Re: Adventures in btrfs raid5 disk recovery

Chris Murphy Mon, 27 Jun 2016 19:40:23 -0700

On Mon, Jun 27, 2016 at 7:52 PM, Zygo Blaxell
<ce3g8...@umail.furryterror.org> wrote:
> On Mon, Jun 27, 2016 at 04:30:23PM -0600, Chris Murphy wrote:
>> On Mon, Jun 27, 2016 at 3:57 PM, Zygo Blaxell
>> <ce3g8...@umail.furryterror.org> wrote:
>> > On Mon, Jun 27, 2016 at 10:17:04AM -0600, Chris Murphy wrote:
>> > If anything, I want the timeout to be shorter so that upper layers with
>> > redundancy can get an EIO and initiate repair promptly, and admins can
>> > get notified to evict chronic offenders from their drive slots, without
>> > having to pay extra for hard disk firmware with that feature.
>>
>> The drive totally thwarts this. It doesn't report back to the kernel
>> what command is hung, as far as I'm aware.
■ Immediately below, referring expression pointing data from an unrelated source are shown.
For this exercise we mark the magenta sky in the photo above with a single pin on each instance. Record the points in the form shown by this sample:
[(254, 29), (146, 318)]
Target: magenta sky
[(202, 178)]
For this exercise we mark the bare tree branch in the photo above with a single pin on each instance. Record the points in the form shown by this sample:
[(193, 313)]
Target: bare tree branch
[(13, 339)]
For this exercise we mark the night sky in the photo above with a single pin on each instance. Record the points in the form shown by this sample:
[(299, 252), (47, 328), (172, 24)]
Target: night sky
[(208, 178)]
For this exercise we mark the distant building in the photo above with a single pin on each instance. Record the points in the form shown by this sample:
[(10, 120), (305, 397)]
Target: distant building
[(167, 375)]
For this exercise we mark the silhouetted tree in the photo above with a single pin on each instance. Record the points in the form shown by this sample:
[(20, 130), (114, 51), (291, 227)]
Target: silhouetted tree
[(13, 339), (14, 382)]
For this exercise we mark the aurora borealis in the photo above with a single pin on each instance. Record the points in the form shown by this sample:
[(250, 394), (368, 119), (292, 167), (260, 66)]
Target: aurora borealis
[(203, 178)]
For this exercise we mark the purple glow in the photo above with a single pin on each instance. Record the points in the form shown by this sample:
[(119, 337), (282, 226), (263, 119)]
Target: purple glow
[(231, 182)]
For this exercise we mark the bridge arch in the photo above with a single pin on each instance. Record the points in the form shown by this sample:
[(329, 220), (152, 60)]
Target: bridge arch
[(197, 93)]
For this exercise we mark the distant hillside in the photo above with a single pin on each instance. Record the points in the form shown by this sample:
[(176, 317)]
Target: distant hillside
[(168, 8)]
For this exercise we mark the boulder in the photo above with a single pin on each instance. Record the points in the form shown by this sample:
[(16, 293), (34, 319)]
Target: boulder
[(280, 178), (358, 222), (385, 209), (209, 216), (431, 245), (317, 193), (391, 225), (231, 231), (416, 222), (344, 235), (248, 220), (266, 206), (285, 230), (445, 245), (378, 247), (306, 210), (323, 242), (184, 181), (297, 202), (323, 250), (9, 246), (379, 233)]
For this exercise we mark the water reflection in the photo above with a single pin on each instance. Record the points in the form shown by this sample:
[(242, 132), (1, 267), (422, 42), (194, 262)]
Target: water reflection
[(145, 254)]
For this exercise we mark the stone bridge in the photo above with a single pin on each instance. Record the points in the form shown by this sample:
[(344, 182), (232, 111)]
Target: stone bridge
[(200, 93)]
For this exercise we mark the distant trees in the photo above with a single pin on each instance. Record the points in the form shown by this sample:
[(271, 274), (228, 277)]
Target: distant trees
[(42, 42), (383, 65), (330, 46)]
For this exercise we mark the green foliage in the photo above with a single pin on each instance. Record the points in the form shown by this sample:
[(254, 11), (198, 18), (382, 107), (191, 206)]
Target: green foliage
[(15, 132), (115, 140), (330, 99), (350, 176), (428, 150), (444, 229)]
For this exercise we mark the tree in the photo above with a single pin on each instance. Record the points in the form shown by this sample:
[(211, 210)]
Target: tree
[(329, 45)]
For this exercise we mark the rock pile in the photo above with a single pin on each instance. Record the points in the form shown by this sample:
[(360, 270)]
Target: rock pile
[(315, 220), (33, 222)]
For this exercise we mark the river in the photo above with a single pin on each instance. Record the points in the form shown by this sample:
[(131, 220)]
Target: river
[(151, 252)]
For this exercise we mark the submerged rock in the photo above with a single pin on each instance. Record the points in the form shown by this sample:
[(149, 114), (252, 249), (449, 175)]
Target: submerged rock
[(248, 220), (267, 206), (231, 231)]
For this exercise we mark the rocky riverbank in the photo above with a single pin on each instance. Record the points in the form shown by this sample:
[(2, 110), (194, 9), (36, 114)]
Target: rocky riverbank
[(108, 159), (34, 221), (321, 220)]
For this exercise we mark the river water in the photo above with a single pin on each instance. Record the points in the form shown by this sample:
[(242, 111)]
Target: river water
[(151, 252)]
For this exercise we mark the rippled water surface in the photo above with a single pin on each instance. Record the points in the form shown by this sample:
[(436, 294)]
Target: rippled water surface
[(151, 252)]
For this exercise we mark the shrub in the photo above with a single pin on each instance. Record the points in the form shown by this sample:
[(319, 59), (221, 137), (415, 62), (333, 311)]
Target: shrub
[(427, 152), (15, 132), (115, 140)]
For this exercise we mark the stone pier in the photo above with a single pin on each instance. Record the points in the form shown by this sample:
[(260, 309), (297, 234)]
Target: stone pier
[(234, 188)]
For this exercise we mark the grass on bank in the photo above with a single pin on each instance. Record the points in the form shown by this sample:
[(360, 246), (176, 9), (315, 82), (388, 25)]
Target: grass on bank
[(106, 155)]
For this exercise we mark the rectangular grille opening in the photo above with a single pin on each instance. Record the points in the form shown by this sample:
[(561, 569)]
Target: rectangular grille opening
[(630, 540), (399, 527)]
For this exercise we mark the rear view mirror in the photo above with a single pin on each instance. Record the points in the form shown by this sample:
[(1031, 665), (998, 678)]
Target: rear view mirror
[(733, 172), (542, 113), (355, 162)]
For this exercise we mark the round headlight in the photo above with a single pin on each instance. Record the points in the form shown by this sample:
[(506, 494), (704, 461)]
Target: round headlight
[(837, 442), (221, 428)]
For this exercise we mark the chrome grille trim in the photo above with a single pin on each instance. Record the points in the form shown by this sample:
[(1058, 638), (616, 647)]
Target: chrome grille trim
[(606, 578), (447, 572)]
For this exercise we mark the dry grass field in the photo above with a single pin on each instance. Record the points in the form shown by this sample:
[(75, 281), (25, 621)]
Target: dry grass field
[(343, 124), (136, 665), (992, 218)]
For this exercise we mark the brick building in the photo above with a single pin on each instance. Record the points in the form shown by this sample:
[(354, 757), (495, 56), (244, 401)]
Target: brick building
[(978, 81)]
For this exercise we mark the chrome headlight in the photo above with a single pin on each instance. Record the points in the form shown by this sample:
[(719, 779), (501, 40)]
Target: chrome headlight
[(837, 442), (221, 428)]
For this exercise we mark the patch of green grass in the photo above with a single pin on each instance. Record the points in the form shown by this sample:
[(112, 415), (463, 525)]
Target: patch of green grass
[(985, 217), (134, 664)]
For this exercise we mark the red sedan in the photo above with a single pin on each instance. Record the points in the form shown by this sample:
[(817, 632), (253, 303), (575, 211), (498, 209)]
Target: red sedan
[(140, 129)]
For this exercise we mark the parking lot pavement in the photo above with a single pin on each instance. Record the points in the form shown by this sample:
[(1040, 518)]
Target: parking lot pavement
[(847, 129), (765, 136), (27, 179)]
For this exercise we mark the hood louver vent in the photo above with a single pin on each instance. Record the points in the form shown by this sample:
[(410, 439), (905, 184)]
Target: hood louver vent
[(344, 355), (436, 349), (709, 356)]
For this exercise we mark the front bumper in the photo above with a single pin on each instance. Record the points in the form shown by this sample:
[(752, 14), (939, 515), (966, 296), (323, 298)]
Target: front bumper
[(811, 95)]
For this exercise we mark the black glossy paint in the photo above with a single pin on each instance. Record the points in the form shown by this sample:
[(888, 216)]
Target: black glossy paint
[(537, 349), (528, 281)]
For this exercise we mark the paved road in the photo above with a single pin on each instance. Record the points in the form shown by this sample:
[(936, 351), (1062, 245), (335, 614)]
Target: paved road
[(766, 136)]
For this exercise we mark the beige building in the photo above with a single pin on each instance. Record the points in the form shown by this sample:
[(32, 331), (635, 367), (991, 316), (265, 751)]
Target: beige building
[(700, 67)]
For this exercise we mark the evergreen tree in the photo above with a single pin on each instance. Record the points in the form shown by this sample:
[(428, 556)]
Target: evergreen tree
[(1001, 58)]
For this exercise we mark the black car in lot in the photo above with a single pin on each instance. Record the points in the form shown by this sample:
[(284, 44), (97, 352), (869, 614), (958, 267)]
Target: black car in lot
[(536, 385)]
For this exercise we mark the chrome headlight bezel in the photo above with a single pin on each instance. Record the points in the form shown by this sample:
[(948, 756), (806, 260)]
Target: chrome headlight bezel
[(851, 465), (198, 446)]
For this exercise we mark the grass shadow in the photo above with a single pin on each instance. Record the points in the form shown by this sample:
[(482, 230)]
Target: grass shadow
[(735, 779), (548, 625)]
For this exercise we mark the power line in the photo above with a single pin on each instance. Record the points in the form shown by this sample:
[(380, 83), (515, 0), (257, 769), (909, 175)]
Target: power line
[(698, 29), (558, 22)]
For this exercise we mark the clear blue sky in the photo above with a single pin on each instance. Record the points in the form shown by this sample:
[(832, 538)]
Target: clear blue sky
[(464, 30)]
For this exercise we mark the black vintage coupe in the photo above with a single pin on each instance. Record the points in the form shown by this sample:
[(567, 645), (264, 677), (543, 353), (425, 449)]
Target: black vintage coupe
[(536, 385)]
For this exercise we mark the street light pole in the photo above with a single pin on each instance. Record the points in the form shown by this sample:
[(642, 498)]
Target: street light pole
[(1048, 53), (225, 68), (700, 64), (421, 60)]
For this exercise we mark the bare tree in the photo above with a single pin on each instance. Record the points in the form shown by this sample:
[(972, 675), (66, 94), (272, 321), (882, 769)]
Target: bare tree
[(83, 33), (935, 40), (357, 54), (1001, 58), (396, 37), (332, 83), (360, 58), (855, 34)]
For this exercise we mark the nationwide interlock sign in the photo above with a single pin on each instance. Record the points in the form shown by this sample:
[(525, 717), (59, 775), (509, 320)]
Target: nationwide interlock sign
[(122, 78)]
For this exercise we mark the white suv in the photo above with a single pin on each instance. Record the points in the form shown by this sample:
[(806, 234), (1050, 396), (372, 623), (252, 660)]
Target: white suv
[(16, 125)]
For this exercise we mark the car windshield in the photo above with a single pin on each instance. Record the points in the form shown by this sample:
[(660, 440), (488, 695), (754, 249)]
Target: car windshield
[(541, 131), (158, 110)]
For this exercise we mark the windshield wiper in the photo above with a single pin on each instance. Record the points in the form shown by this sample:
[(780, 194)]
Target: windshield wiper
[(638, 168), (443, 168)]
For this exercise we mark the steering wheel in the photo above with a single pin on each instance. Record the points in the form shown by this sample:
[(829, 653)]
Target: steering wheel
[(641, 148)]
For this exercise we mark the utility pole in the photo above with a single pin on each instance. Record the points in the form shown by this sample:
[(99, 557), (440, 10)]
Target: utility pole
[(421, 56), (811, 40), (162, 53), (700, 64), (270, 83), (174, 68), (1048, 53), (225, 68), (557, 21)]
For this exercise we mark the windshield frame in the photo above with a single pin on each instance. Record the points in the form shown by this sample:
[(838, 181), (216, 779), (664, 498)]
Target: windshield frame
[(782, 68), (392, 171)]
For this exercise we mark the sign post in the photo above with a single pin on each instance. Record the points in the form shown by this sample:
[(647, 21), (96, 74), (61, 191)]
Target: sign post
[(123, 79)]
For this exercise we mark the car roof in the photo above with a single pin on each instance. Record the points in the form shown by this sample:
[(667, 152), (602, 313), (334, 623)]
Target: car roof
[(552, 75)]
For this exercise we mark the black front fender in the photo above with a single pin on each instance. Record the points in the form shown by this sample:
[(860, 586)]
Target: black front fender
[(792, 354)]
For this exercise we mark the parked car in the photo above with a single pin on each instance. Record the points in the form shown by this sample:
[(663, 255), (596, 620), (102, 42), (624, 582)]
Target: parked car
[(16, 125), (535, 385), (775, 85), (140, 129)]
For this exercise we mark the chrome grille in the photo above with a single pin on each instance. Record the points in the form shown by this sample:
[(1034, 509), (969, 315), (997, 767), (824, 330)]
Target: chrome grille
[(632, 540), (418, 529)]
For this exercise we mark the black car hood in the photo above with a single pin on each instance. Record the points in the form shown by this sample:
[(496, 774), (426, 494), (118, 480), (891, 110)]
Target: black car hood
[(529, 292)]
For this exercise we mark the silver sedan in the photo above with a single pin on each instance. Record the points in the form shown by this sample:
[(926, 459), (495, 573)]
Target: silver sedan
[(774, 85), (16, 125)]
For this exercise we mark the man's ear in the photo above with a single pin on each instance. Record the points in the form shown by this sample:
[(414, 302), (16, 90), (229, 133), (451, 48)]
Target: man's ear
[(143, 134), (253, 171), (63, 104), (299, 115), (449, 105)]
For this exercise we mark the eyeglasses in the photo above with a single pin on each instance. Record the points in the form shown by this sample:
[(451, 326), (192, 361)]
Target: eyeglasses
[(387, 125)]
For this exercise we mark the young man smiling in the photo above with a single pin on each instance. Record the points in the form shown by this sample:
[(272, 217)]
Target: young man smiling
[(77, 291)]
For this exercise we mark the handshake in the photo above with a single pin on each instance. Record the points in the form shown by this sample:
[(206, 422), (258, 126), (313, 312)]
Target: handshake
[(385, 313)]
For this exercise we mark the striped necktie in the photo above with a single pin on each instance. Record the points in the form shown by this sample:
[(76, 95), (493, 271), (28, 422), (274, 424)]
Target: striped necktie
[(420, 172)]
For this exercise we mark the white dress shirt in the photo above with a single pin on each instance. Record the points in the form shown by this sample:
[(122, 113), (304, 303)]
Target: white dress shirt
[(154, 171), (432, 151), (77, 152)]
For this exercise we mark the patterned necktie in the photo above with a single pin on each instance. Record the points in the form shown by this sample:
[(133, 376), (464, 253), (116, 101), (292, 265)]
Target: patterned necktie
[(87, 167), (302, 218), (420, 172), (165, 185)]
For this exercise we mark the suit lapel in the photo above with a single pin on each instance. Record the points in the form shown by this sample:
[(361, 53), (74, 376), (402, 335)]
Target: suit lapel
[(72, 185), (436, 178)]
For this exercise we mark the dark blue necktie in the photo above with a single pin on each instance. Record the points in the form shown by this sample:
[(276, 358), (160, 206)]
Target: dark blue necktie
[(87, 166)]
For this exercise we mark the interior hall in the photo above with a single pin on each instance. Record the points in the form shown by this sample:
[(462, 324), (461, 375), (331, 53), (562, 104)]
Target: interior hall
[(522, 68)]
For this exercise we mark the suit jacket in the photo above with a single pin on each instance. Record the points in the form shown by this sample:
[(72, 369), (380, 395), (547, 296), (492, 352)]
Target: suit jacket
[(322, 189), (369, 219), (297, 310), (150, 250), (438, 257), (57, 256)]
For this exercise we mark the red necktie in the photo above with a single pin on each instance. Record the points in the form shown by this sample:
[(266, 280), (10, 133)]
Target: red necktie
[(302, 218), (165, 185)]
It just hangs and goes into
>> a so called "deep recovery" there is no way to know what sector is
>> causing the problem
>
> I'm proposing just treat the link reset _as_ an EIO, unless transparent
> link resets are required for link speed negotiation or something.


That's not one EIO, that's possibly 31 items in the command queue that
get knocked over when the link is reset. I don't have the expertise to
know whether it's sane to interpret many EIO all at once as an
implicit indication of bad sectors. Off hand I think that's probably
specious.

> The drive wouldn't be thwarting anything, the host would just ignore it
> (unless the drive doesn't respond to a link reset until after its internal
> timeout, in which case nothing is saved by shortening the timeout).
>
>> until the drive reports a read error, which will
>> include the affected sector LBA.
>
> It doesn't matter which sector.  Chances are good that it was more than
> one of the outstanding requested sectors anyway.  Rewrite them all.

*shrug* even if valid, it only helps the raid 1+ cases. It does
nothing to help raid0, linear/concat, or single device deployments.
Those users also deserve to have access to their data, if the drive
can recover it by giving it enough time to do so.


> We know which sectors they are because somebody has an IO operation
> waiting for a status on each of them (unless they're using AIO or some
> other API where a request can be fired at a hard drive and the reply
> discarded).  Notify all of them that their IO failed and move on.

Dunno, maybe.


>
>> Btrfs does have something of a work around for when things get slow,
>> and that's balance, read and rewrite everything. The write forces
>> sector remapping by the drive firmware for bad sectors.
>
> It's a crude form of "resilvering" as ZFS calls it.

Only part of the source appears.